Prime Borrowers: Cost of Mortgage Money Going Up

by Alex Stenback on December 11, 2007


To this point, prime borrowers have been relatively insulated from the effects of the mortgage mess.  There’s been some tightening of guidelines around the margins, the price of home loans for those with marginally-prime credit is already set to increase, and as can be seen seen in the graphic above, spreads over treasuries have increased (due to an increase in perceived risk for all home loans) and Jumbo (larger than 417K) mortgage rates have gotten much more expensive, relatively.

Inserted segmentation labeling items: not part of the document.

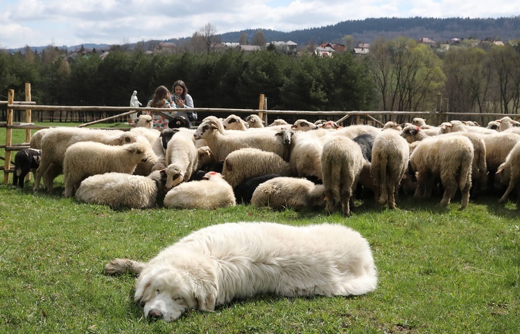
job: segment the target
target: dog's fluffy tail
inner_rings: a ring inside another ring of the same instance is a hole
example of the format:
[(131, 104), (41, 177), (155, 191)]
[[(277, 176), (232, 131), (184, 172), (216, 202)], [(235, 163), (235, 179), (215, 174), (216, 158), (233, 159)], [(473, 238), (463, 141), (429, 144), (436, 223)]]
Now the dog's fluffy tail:
[(121, 275), (128, 272), (139, 275), (146, 263), (128, 259), (116, 259), (105, 266), (105, 275)]

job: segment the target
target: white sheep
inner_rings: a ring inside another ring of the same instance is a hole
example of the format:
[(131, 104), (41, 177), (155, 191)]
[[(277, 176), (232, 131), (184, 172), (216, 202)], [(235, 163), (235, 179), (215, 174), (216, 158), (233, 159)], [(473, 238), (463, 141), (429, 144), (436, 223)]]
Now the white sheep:
[(141, 161), (146, 161), (146, 147), (140, 142), (122, 146), (96, 142), (73, 144), (67, 149), (63, 160), (65, 197), (72, 196), (88, 176), (111, 171), (131, 174)]
[(210, 171), (205, 177), (172, 188), (164, 197), (164, 207), (211, 210), (236, 205), (233, 188), (219, 173)]
[(197, 169), (198, 156), (193, 131), (184, 128), (178, 130), (166, 147), (166, 189), (187, 181)]
[(42, 160), (35, 176), (34, 191), (40, 189), (43, 177), (44, 185), (52, 192), (54, 179), (62, 172), (65, 151), (72, 144), (93, 141), (110, 145), (135, 142), (137, 136), (130, 131), (100, 130), (61, 127), (49, 129), (42, 138)]
[(245, 131), (249, 128), (249, 124), (236, 115), (229, 115), (222, 121), (222, 124), (226, 130)]
[(343, 214), (350, 216), (353, 192), (364, 161), (361, 148), (348, 137), (333, 137), (323, 144), (321, 162), (329, 212), (336, 211), (341, 204)]
[(274, 131), (268, 127), (247, 131), (226, 131), (218, 118), (208, 116), (202, 120), (193, 138), (204, 139), (218, 161), (224, 160), (233, 151), (245, 147), (274, 152), (284, 158), (287, 147), (280, 137), (274, 134)]
[(474, 156), (473, 145), (463, 136), (435, 136), (419, 142), (410, 156), (417, 178), (414, 196), (429, 198), (435, 178), (440, 177), (444, 188), (441, 205), (447, 206), (459, 187), (460, 208), (464, 209), (469, 200)]
[(264, 124), (266, 122), (263, 122), (261, 118), (260, 118), (260, 116), (255, 113), (251, 114), (249, 116), (246, 117), (244, 120), (248, 122), (250, 129), (261, 128), (265, 127)]
[(222, 176), (232, 187), (245, 180), (267, 174), (291, 175), (289, 163), (272, 152), (245, 148), (231, 152), (224, 160)]
[(30, 146), (31, 149), (42, 149), (42, 138), (49, 131), (49, 129), (41, 129), (31, 137)]
[(383, 131), (374, 140), (370, 175), (376, 203), (387, 203), (388, 208), (395, 208), (409, 155), (408, 142), (396, 130)]
[(503, 181), (508, 180), (505, 192), (499, 200), (503, 203), (511, 192), (517, 187), (517, 210), (520, 210), (520, 142), (517, 142), (508, 154), (505, 161), (499, 166), (496, 174), (501, 174)]
[(306, 208), (325, 207), (324, 187), (305, 178), (277, 177), (261, 183), (251, 198), (251, 204), (259, 207), (274, 210), (292, 208), (300, 211)]
[(145, 209), (160, 203), (166, 194), (166, 174), (155, 171), (148, 176), (110, 172), (89, 176), (76, 192), (80, 202), (121, 207)]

But for the most part, your average high FICO, prime-conforming (conforming = loan amounts under the agency limit of $417,000) borrower has seen very little impact as the mortgage credit markets have unwound.

This is about to change.  From the Wall Street Journal: Update: Freddie has followed Suit.

Fannie Mae, the giant government-sponsored mortgage investor, last week raised costs for many borrowers by quietly adding a 0.25% up-front charge on all new mortgages that it buys or guarantees. On a $400,000 mortgage, that would mean an extra $1,000 in fees, almost certain to be passed on to the consumer. Freddie Mac, the other big government-sponsored mortgage investor, is expected to impose a similar fee soon, according to a person familiar with the situation.

This is an across the board increase – regardless of credit score, loan-to-value, or any other factor.  Though most lenders have yet to implement this fee (goes into effect March 9th 2008, though many lenders will implement the add-on much earlier) and prime borrowers will see this increase either reflected as an up front fee, or a slightly higher rate.